It's late afternoon on a Thursday and the sun is shining effortlessly behind a smattering of ominous grey clouds, forcing a sharp, silver lining to glisten, ironically, around each silhouette. My dog stretches out deliciously on the back porch, drinking in the warm interludes beating down on his soft, shiny coat. I inhale deeply, taking in the simplicity of the moment. Jealous of his ability to enjoy this fragment of time in its purest state.
Although I've never been shy about my struggle with depression, lately, it feels as if the familiar sinking gloom has forgone its typical manifestation- bubbling up from deep inside of me, seeping into my thoughts, mannerisms and habits as if product of a flu. Instead, however, this time, it seems to be external, contextual, percolating deep into my bones from a peripheral source that cannot be avoided.

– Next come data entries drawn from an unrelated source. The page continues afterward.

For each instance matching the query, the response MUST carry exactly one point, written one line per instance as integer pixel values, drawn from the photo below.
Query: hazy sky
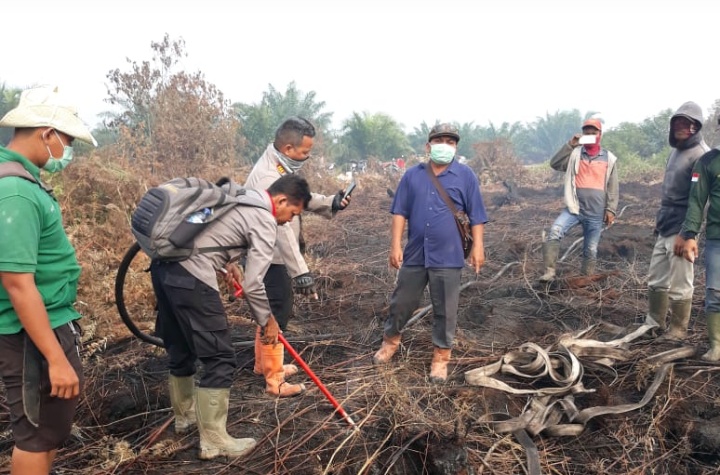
(415, 60)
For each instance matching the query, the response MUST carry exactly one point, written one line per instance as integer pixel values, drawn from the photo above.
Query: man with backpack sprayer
(191, 316)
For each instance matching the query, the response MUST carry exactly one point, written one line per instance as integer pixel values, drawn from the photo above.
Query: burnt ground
(406, 424)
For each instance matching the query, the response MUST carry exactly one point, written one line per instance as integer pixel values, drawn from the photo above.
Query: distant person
(191, 316)
(433, 254)
(705, 192)
(591, 197)
(39, 271)
(670, 277)
(294, 140)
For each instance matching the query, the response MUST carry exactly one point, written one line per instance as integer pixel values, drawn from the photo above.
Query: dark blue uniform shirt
(433, 237)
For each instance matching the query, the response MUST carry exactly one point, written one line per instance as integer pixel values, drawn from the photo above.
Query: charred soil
(406, 424)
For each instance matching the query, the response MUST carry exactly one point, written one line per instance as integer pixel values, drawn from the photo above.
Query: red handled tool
(304, 366)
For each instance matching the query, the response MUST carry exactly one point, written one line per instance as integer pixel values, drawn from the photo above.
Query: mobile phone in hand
(349, 189)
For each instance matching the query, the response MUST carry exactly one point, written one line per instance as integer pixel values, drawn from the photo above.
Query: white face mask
(54, 165)
(442, 153)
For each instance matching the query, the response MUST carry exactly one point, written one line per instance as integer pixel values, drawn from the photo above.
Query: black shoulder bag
(461, 219)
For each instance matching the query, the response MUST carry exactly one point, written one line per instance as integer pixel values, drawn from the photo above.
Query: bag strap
(441, 190)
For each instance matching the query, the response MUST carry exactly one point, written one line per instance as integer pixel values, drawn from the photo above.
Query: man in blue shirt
(433, 254)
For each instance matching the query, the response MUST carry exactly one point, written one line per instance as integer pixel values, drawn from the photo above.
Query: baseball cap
(593, 123)
(444, 130)
(46, 107)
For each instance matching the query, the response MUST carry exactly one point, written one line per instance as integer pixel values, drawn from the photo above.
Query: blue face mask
(442, 153)
(54, 165)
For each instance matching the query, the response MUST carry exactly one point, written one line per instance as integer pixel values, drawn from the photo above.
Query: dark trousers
(278, 286)
(56, 415)
(444, 294)
(193, 325)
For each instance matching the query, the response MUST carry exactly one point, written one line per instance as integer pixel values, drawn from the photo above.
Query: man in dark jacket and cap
(670, 277)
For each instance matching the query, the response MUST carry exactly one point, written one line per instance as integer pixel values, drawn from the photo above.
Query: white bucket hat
(45, 107)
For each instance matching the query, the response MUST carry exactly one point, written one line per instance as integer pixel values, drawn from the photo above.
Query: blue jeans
(592, 227)
(712, 276)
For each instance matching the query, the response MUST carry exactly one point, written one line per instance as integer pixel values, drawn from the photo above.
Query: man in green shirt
(39, 354)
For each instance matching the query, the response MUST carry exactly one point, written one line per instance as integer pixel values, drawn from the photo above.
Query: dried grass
(407, 425)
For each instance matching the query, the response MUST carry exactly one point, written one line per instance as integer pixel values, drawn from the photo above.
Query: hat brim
(37, 116)
(445, 134)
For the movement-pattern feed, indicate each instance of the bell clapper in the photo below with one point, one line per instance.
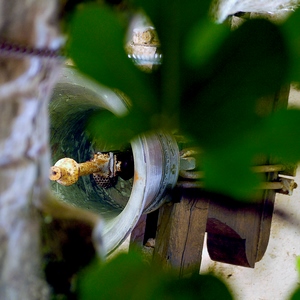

Everywhere I go and everything I do I'm consumed by this relentless concrete funnel of shit barreling towards me at an unforgiving speed. It's on my phone, in the subway stations, on the screens that now lazily decorate large wooded panels in restaurants once tempting its confines to be filled with art or space. It litters my Twitter and Facebook feeds, scraping at my eyes, begging for my ears, for all of me to submit and intake this onslaught of tragedy our world quietly curates for us in the deafening silence of the internet.
I feel frozen and helpless, my head filled with the piercing words of others so quick to attack, barrelling through an argument with their angry fingers tap, tap, tapping, daring to be cutting from the comforts of their home, hidden behind the alluring glare of the computer screen and the ignorant ability to shut down when faced with opposition too strong to wriggle out from.
With every screaming voice is another, overlapping, overdoing, overcompensating, unable to truly articulate how to improve, how to love, how to solve. Just noise, loud, putrid, corrosive, painful noise without anything to show for itself but some shitty online petition. How can we believe we're indulging in freedom of speech if no one's truly listening to what anyone has to say?
And when did we forget how important it is to focus on the wonder and beauty we have in the world? When did that become so much less important? How can we knowingly continue to battle the wrong if we have no idea what's left that's right? At times, it feels indulgent to celebrate the splendor when tragedy is all-encompassing and increasingly profound. But if we let the dark and dank take over, weigh us down until all we have left are our mouldy little fingers, tap, tap, tapping, we'll forget that, that splendor is the reason that we're here.
That splendor is what we're fighting for, and if we don't know it, we'll never find it. And instead, we'll lay lifeless, battered and bruised by the never-ending calamities of the world too overwhelmed to even choose a cause to represent. Deaf from the screams, blind from the screens, silent from the stings.